One notable trend is that many agencies that have used the SRI in one country program are choosing to expand it to multiple locations and/or to multiple country programs. This is an important appraisal of the SRI’s ease of use, which was a core objective during the development of the tool. Unlike many other technical tools, the SRI does not require specialized Monitoring and Evaluation (M&E) technical expertise to implement, and is accessible from a cost and time-investment perspective for both small and large agencies.

Another emerging trend is how the SRI is shifting perspectives for agencies that are deploying the tool. The majority of partners applying the SRI engage in primarily one or two sectors (e.g. Shelter, Livelihoods, or Protection). Unlike single-sector M&E tools, the SRI is multi-dimensional and generates data relating to social and economic dimensions of a refugee household’s life. Partners regularly report that by applying the SRI, they are getting a richer and more comprehensive understanding of their clients than before. This perspective shift presents an opportunity for agencies to think about programming differently and align that programming more directly with the diverse needs and capacities of displaced households. It can also help partners facilitate referrals to other agencies (when they come across a need they cannot meet) or identify areas where there are gaps in the broader humanitarian response, which can feed into future recommendations for program development.

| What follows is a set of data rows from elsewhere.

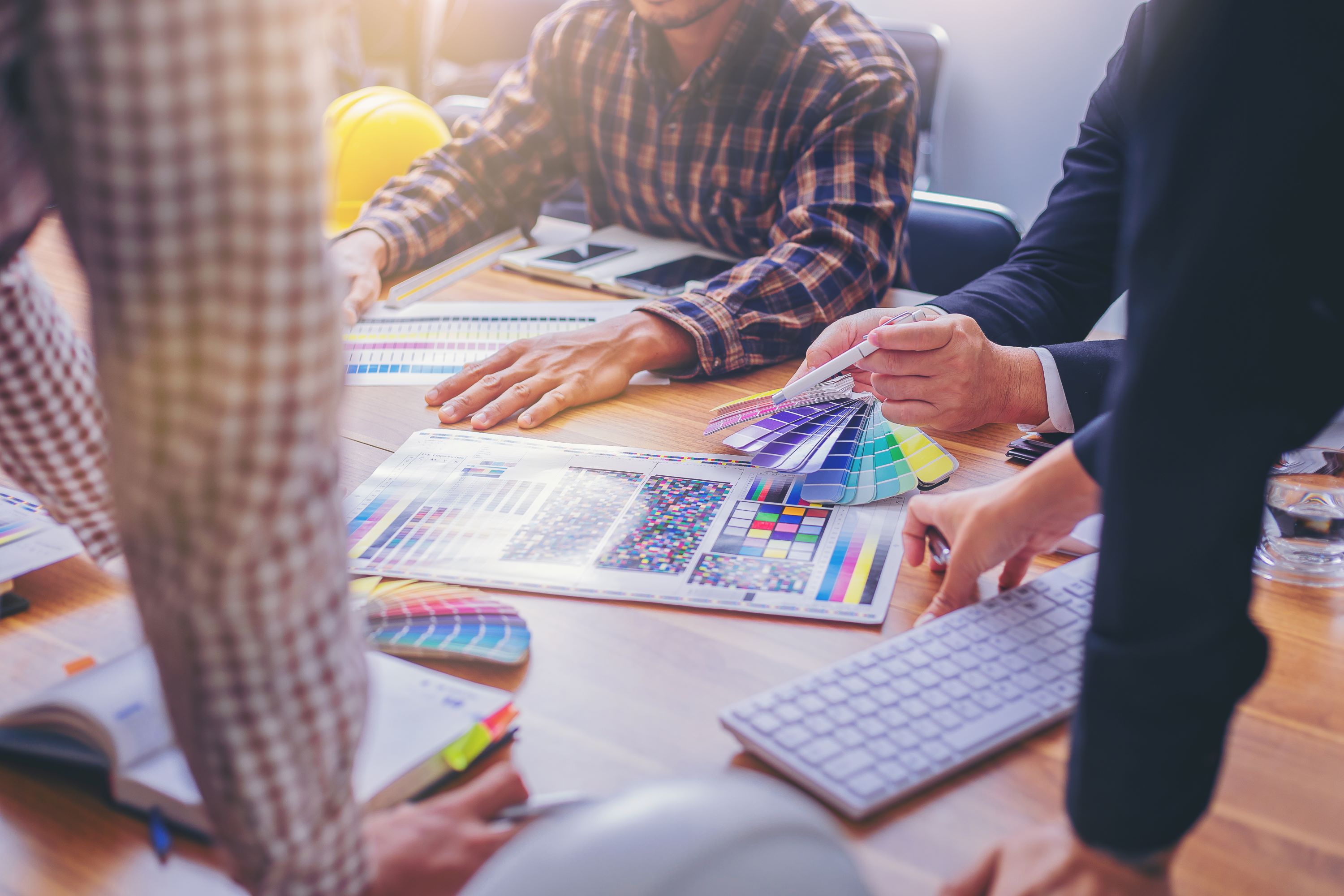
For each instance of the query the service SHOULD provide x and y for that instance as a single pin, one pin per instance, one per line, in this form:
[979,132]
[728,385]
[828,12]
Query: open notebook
[421,726]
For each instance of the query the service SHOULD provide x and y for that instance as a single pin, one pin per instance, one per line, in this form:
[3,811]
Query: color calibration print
[664,527]
[611,523]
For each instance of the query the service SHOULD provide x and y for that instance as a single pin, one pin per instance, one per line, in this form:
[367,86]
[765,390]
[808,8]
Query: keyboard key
[905,738]
[863,704]
[849,737]
[917,657]
[926,677]
[937,649]
[819,724]
[767,723]
[883,749]
[871,726]
[819,751]
[834,694]
[936,751]
[885,696]
[994,669]
[1050,644]
[975,680]
[792,737]
[955,689]
[842,715]
[875,676]
[947,718]
[949,669]
[866,784]
[991,726]
[854,684]
[893,771]
[926,728]
[849,762]
[893,716]
[1026,680]
[956,641]
[811,703]
[898,667]
[968,708]
[909,687]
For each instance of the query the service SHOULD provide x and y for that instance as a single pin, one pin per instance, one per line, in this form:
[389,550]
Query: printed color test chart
[599,521]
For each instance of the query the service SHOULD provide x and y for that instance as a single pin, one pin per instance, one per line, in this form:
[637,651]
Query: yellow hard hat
[373,135]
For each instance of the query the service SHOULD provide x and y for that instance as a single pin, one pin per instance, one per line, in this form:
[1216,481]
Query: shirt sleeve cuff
[1057,404]
[404,246]
[718,346]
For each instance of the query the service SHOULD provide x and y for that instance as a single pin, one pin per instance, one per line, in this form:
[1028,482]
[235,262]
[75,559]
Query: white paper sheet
[597,521]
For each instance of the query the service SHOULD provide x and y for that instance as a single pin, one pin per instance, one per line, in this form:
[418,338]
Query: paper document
[596,521]
[431,342]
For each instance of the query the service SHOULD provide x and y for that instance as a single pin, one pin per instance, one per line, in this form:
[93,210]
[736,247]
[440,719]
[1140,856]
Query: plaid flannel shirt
[181,142]
[792,147]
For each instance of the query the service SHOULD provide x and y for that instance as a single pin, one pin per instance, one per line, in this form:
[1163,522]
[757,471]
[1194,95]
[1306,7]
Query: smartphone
[670,279]
[581,256]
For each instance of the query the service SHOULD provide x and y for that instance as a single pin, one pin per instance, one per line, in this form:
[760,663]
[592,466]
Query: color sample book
[436,621]
[611,523]
[431,342]
[844,448]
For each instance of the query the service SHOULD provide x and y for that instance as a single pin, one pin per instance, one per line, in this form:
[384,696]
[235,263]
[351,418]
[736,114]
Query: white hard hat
[732,835]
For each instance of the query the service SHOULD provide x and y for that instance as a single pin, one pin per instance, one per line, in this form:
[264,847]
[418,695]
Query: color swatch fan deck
[609,523]
[436,621]
[839,441]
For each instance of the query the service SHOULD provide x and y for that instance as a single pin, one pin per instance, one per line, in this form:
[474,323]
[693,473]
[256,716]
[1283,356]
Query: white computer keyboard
[897,718]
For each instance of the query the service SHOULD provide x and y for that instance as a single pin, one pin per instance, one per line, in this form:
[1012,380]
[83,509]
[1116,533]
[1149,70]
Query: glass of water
[1303,536]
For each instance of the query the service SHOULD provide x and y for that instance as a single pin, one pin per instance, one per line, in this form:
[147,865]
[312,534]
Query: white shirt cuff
[1057,404]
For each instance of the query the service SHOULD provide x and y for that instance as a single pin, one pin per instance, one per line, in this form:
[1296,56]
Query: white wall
[1019,77]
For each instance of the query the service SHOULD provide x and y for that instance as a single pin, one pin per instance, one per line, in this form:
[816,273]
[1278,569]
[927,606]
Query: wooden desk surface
[623,692]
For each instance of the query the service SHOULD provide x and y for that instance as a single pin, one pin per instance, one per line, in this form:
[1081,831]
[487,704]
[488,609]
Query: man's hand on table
[940,373]
[432,848]
[542,377]
[1010,521]
[359,260]
[1053,860]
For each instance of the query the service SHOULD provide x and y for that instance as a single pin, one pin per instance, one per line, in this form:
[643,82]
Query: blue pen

Finally, some partners are reporting that use of the SRI is helping reorient the mindset of both staff and refugee clients from focusing solely on needs and vulnerabilities to emphasizing strengths and skills within refugee families.

Next Steps

In the next phase of the SRI roll-out, RefugePoint will expand training and support to existing and new agencies to deploy the tool in their programs. In addition, along with the Women’s Refugee Commission, we are supporting partners to analyze the data that is generated through the SRI and use those insights to make program adjustments and improvements. Eventually, data collected by agencies using the SRI is expected to evidence global trends and disparities related to self-reliance opportunities and outcomes, which can inform broad policy-making and resource allocation for displaced populations.